System Design — agent-mesh + mem7 + agent7
May 2026. Living document.
The stack in one sentence
agent-mesh enforces what agents can do. mem7 remembers what happened. agent7 shows it all and lets humans intervene.
Design principles
- Each project works alone. agent-mesh without mem7 still enforces policies. mem7 without agent-mesh is a standalone memory server. agent7 without the others is a governance dashboard. Integration is opt-in, not required.

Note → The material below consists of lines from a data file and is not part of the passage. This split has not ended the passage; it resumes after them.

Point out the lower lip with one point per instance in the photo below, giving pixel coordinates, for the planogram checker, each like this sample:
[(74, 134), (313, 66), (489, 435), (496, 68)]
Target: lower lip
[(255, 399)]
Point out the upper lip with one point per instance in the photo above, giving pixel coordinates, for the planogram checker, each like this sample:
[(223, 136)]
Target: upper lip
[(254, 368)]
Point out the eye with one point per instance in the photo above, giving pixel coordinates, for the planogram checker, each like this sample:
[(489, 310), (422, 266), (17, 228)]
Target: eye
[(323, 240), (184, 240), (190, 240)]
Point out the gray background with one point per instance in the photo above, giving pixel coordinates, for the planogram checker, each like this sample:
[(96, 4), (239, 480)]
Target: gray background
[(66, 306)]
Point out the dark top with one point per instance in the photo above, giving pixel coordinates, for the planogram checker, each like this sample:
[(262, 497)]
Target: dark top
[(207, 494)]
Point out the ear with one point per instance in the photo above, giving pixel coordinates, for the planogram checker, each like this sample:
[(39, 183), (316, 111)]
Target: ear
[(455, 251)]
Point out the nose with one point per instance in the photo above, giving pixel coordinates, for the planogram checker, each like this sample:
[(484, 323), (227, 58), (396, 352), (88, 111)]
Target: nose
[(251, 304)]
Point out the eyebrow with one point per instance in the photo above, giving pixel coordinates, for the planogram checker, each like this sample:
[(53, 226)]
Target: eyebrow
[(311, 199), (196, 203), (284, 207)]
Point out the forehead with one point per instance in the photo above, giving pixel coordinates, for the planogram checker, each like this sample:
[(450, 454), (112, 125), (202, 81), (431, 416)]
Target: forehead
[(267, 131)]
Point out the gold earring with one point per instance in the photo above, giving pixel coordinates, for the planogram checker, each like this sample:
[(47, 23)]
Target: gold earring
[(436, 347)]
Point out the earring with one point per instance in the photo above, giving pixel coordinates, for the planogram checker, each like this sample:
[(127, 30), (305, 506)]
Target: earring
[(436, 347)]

- Open-source runtime, product on top. agent-mesh and mem7 are MIT/Apache — free, adoptable, no lock-in. agent7 is the management plane that makes them manageable at scale. That's where the business model sits.
- Decisions are facts. When a human approves an action or a supervisor auto-resolves a request, that decision is stored as a queryable fact in mem7. It doesn't vanish into a log file.
- Write path matters more than read path. The system becomes valuable when events automatically flow between components — not when a human manually checks dashboards.
Components
agent-mesh (runtime / data plane)
Go binary. Sidecar proxy between agents and their tools.
| What it does | How |
|---|---|
| Policy enforcement | YAML rules: allow, deny, human_approval per tool per agent |
| Approval queue | Pending requests, resolve via API or Claude Code prompt |
| Rate limiting + loop detection | Per-agent, per-tool, configurable |
| Tracing | JSONL trace files, OTEL export, session tracking |
| Grants | Temporary sudo-like bypass for specific agents |
| Supervisor protocol | External process polls pending approvals, auto-resolves routine ones |
Transports: MCP stdio (Claude Code, Cursor) · MCP Streamable HTTP at POST /mcp (Anthropic Managed Agents, remote clients) · HTTP REST (POST /tool/{name})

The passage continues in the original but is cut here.